Niederlenz ist zu stark abhängig

Doch weshalb genau stagnieren die Gespräche? Für den Niederlenzer Partner scheint es derzeit ein heikles Thema zu sein. Gemeindeammann Maurice Humard gibt sich auf Anfrage zurückhaltend. «Die vorliegenden Zusammenarbeitsvorschläge gehen uns zu wenig weit und lösen unsere Probleme nicht», sagt er. Zudem habe sich Niederlenz mit den bestehenden Kooperationen bereits zu tief in die Abhängigkeit von Partnern manövriert. Ein weiteres Unterjochen komme für sie nicht in Frage. «Die Kiesverkaufszahlen sind eingebrochen», gesteht er. Derweil man sich in Lenzburg über glänzende Absatzzahlen freut.

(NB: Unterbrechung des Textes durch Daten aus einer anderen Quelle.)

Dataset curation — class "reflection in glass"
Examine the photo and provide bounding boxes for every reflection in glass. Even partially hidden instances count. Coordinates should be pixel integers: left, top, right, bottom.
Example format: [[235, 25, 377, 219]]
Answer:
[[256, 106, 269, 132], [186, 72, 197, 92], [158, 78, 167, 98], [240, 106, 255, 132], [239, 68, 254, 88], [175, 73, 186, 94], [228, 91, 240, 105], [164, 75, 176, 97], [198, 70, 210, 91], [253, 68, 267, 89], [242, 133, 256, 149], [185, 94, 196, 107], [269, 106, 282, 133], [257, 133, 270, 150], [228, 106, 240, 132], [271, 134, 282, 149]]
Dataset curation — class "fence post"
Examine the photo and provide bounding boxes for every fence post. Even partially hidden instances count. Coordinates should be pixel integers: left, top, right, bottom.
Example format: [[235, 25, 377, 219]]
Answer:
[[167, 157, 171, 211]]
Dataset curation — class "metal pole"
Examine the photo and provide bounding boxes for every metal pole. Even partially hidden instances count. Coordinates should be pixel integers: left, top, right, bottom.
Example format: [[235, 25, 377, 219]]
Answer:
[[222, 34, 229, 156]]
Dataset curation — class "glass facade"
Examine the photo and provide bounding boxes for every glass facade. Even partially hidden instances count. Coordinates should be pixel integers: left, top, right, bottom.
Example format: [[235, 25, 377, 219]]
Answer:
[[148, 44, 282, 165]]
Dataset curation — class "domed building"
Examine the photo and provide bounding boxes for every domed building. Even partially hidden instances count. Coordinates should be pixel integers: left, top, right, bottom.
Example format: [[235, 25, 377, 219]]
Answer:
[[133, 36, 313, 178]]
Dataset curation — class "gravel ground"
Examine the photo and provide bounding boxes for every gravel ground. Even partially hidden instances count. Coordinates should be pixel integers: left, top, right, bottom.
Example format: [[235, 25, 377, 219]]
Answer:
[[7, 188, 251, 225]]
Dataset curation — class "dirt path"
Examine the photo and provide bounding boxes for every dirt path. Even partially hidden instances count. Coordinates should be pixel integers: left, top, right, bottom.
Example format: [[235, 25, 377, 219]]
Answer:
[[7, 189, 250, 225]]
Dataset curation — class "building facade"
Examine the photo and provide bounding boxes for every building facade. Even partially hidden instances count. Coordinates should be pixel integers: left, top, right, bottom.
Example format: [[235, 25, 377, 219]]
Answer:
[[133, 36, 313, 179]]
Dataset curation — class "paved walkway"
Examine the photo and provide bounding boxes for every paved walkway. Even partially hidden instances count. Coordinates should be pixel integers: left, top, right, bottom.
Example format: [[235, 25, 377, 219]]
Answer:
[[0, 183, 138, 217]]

Ebenso widerspricht Humard Stüchelis Darstellung über die Abbaubewilligungen. Bis jetzt habe man alles gemacht für eine gute Zusammenarbeit, dies wäre seines Erachtens auch künftig der Fall gewesen.

Niederlenz sucht neue Lösungen

Maurice Humard verhehlt seine Enttäuschung über die bestehende Situation nicht. ««Niederlenz hat sehr grosse Abbaureserven und die Bewilligungen für die einzelnen Abbautranchen stets rechtzeitig abgeholt. Uns bleibt keine andere Wahl, als die Fühler weiter auszustrecken und Alternativen zu prüfen.»

Wann die beiden Gesprächspartner wieder an den Verhandlungstisch zurückkehren werden, ist derzeit noch offen. Eines steht jedoch bereits jetzt fest: Das Geschäft ist von der Traktandenliste der Wintergemeindeversammlungen sowohl Lenzburger als auch der Niederlenzer Ortsbürger gestrichen.